Nov. 3rd, 2010

flexagon: (racing-turtle)
Friends, I've been holding out on you a lot lately, and one thing I've been holding out about is Zillian.

To begin with, Zillian is its usual churning, bubbling, chaotic self. One of my friends just gave notice last week (finally) while another will probably get a promotion tomorrow; we're all moving to another floor of the building next month, it turns out my team has to totally rewrite its product for the next incarnation of Image Search, we're still acquiring another company in a few months (pending regulatory approval), I had to upgrade my computer to a new kernel, and the constant change doesn't stop, not ever.

Nonetheless, I've experienced a slow, steady upswell of confidence this year. I take the upheavals more calmly every time -- and that's no accident, by the way, I chose to stay in this environment in hopes that it would eventually make me better at dealing with change. Either that's happening or I'm simply too numb to react to things anymore. Once upon a time, I would have worried a lot about the upcoming change in desk location; this time I gave it about 15 minutes of thought, and that includes picking my new desk.

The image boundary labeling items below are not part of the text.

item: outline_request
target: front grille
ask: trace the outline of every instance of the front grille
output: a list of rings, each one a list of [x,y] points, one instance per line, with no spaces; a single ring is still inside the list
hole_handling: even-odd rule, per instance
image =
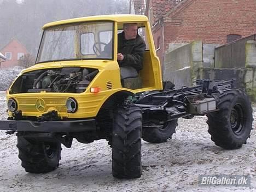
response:
[[[112,89],[112,83],[110,81],[107,82],[106,87],[107,89]]]
[[[55,107],[59,112],[66,112],[66,98],[17,98],[19,103],[19,110],[25,112],[38,112],[36,108],[37,101],[38,99],[43,100],[44,101],[45,108],[43,112],[48,110],[50,107]],[[41,112],[41,111],[40,111]]]

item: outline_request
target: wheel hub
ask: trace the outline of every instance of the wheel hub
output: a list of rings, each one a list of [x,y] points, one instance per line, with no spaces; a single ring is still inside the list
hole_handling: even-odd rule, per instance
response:
[[[244,112],[240,105],[237,104],[232,109],[230,115],[230,124],[235,134],[239,135],[243,130]]]

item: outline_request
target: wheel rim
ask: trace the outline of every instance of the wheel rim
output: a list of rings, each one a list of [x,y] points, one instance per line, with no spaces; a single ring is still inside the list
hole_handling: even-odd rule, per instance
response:
[[[49,158],[53,158],[55,155],[56,150],[56,145],[53,143],[45,143],[44,144],[44,150]]]
[[[240,135],[243,128],[245,113],[240,104],[235,105],[232,109],[230,115],[230,124],[232,131],[236,135]]]

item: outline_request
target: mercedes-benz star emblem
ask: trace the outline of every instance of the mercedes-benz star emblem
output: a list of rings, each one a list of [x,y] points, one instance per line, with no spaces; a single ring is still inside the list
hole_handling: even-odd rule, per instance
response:
[[[36,108],[39,112],[43,112],[45,109],[45,102],[44,100],[39,98],[36,101]]]

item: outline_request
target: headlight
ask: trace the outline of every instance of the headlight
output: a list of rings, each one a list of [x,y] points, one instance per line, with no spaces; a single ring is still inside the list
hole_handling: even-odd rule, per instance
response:
[[[14,112],[17,110],[17,102],[13,98],[10,98],[7,103],[7,106],[9,110],[11,112]]]
[[[75,113],[78,108],[77,102],[74,98],[68,98],[66,101],[66,107],[67,113]]]

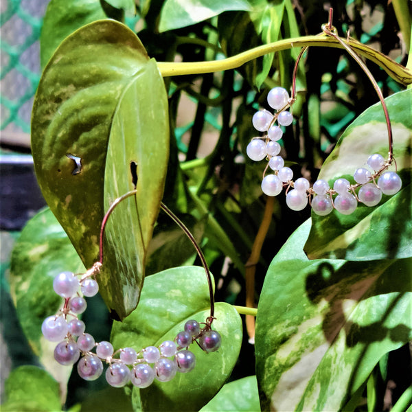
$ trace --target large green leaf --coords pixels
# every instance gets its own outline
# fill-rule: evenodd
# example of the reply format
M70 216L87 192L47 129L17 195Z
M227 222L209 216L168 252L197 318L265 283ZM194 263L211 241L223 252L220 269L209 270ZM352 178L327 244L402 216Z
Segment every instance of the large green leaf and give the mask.
M107 16L100 0L52 0L47 5L40 37L40 60L44 67L60 43L82 26Z
M148 85L150 84L150 87ZM104 174L104 206L134 188L107 225L102 295L121 319L137 305L146 258L163 197L169 156L168 100L154 60L138 70L124 91L112 122Z
M201 412L258 412L260 411L256 376L227 383Z
M21 366L12 371L5 384L3 412L61 411L58 384L36 366Z
M380 203L368 207L358 203L351 215L337 211L321 217L312 215L312 227L305 245L311 259L347 260L404 258L412 256L412 90L396 93L386 103L393 132L393 153L402 179L401 190L383 195ZM386 156L387 132L380 104L360 115L345 130L322 166L319 178L333 182L344 177L354 183L353 173L374 153ZM391 170L395 170L392 167Z
M161 32L184 27L203 21L227 10L250 10L248 0L166 0L161 9Z
M17 317L29 343L62 388L65 388L71 368L56 363L53 358L56 343L44 339L41 324L62 305L62 298L53 290L53 279L65 271L82 273L84 266L62 227L46 209L29 220L16 242L9 282Z
M339 411L412 337L412 260L308 260L306 222L272 262L259 301L262 410Z
M130 163L137 163L138 188L144 185L137 196L139 218L130 226L131 211L136 213L133 202L113 214L111 222L122 232L109 226L108 237L118 236L122 244L105 243L101 279L102 295L120 317L137 304L146 249L137 253L137 248L151 237L163 192L166 100L156 65L139 40L124 25L107 20L82 27L60 45L34 101L32 148L38 183L87 267L98 259L104 201L107 207L133 188ZM80 159L80 172L67 155ZM128 235L130 229L135 241Z
M115 322L115 347L137 350L174 339L185 322L205 321L209 314L209 290L205 271L198 266L168 269L146 278L137 308L122 323ZM242 342L242 322L227 304L215 306L213 328L222 336L220 349L211 354L191 345L196 357L194 371L178 374L168 382L154 382L140 391L144 411L194 411L205 405L228 378ZM137 388L133 391L138 391Z

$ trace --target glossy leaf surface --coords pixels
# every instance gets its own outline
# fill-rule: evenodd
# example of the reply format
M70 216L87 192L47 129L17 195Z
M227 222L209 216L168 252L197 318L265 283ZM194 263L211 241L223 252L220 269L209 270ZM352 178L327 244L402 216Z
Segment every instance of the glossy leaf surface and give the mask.
M53 290L54 277L65 271L82 273L84 266L49 209L27 223L16 242L10 265L10 294L23 330L46 370L65 387L71 368L56 362L56 343L45 339L41 324L62 304Z
M260 411L256 376L227 383L201 412L258 412Z
M61 411L58 383L36 366L21 366L10 372L5 384L3 412Z
M321 217L312 214L313 224L305 251L310 259L342 258L371 260L412 256L411 148L412 91L386 99L393 133L393 154L402 187L396 195L382 196L374 207L358 204L349 216L337 211ZM386 124L380 104L360 115L346 130L322 166L319 179L330 186L339 177L354 183L353 173L365 167L369 155L387 155ZM395 170L395 167L390 168Z
M152 89L148 87L150 83ZM109 144L109 137L115 143ZM148 151L149 141L153 144ZM147 244L151 237L168 154L164 86L156 65L132 31L114 21L100 21L62 43L45 70L36 96L32 148L43 196L87 267L98 259L104 199L107 207L133 188L130 161L138 163L139 181L145 184L144 196L142 192L138 200L141 212L149 211L147 219L130 227L128 214L135 208L130 203L122 205L123 214L122 208L114 214L111 223L122 227L128 249L123 253L118 244L106 242L110 264L100 288L111 309L124 317L138 301L146 249L137 255L136 244ZM80 160L76 163L73 157ZM134 231L125 231L125 225ZM110 227L107 233L110 237ZM138 238L137 243L129 242L129 236ZM117 264L122 269L113 280L111 273ZM111 289L111 282L132 287Z
M100 0L52 0L47 5L40 38L40 60L44 67L67 36L92 21L106 19Z
M247 0L166 0L163 4L159 30L165 32L203 21L227 10L250 10Z
M112 332L115 347L133 346L140 350L173 340L186 321L203 322L209 315L209 290L203 268L185 266L168 269L145 280L140 303ZM144 411L194 411L205 405L229 378L242 342L242 322L233 306L218 303L213 323L222 336L216 352L203 352L190 346L196 357L195 369L180 374L170 382L154 382L140 391ZM138 391L133 389L133 392Z
M272 262L259 301L265 411L340 410L379 360L412 336L411 260L308 260L302 247L310 225Z
M130 168L132 162L137 165L137 194L119 203L111 216L100 277L106 303L121 319L139 301L168 156L167 95L156 62L151 60L137 71L124 92L107 148L105 210L116 198L135 188Z

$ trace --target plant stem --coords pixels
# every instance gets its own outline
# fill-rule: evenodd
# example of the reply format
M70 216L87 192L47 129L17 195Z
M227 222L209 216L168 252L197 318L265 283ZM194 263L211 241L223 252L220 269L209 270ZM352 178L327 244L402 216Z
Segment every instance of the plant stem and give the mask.
M246 262L246 306L248 308L254 308L255 306L255 274L256 273L256 264L259 262L260 251L264 238L269 229L269 225L272 220L272 214L273 212L273 205L275 203L274 196L267 196L266 203L263 214L262 223L258 231L256 238L253 242L253 246L251 252L251 255ZM249 336L249 342L254 342L255 340L255 318L250 314L246 315L246 329Z
M354 49L356 53L363 56L382 67L392 78L402 84L412 84L412 70L404 67L382 53L353 39L342 39ZM335 38L318 36L306 36L284 39L258 47L236 56L219 60L206 62L159 62L157 67L163 77L183 76L187 74L203 74L237 69L244 63L261 57L268 53L286 50L292 47L320 46L343 48Z
M258 314L258 309L255 308L247 308L246 306L236 306L233 305L233 308L238 311L240 314L247 314L250 316L256 316Z

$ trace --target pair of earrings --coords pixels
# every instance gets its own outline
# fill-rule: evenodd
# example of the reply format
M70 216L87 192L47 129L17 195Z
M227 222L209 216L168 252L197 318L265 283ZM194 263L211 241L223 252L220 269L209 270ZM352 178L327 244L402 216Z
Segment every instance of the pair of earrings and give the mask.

In addition, I had my third anniversary last month, which means I start accruing vacation faster -- for the first time in my life I'll have 20 days/year. The increased seniority also comes in handy when it's time to pick desks. :) For the first time ever, it feels easier to stay at Zillian than to start over somewhere new.

I've also learned a lot of technical stuff this year and it's starting to stick better. While this is not linear or smooth, it's getting more likely all the time that new tidbits of information will stick in my head, because it's more likely to touch on the framework of things I already know.

The culmination for now is that, while I was off at the Zillian mothership after the acroyoga festival, I called up my boss Galahad and told him I wanted to be tech lead of my group when my current tech lead transfers away at the end of the year. The next day, he told me yes, and the next week we announced the decision to the team (only one of whom has given notice since then... so far so good, right??). Ever since then I've been the heir apparent, and I'm being groomed semi-intensively. That mostly means information is being stuffed into my head; soon I will be the person whose job it is to hold the whole design in mind at the same time, rather than just the bits I've been working on myself. And I will be the face of the group when speaking to other groups, and I will do code reviews, and do the rounds to make sure all my people are happy and un-stuck.

The above only terrifies me a little bit.

Worse is that I plan to tech lead through a launch (never mind of what, you know I can't tell) and then go for promotion in the spring, and, assuming the launch goes okay, it's a near sure thing that I'll get it. Life as a senior software engineer will be different; I'm starting to believe it may be better, despite what has felt like a risk to me; I know for sure it's expected that I try. Fine, you bastards, fine. I will try, just to get people off my case but also to put the last nail in the coffin of 2008. I've been waiting a long time to do that.

Also worse... I'm losing my tech lead and the other person who's more experienced than I am at the same time (she's going on maternity leave). So the team I inherit is going to be a shriveled shadow version of the team I work on now, staffed up with new and less clueful people; the main continuity between the older system and the new one will be me (which is why it makes some sense for me to be TL whether I like it or not). In short, it's going to be hard. I'm spending significant time looking for someone to transfer into my group, NOW, in an attempt to be more ready for January.

Someone told me today: "You're swimming with the big fish now... so run with it!"

And I said: "Sir, your metaphors are mixed but I believe your intentions are kind, so thank you."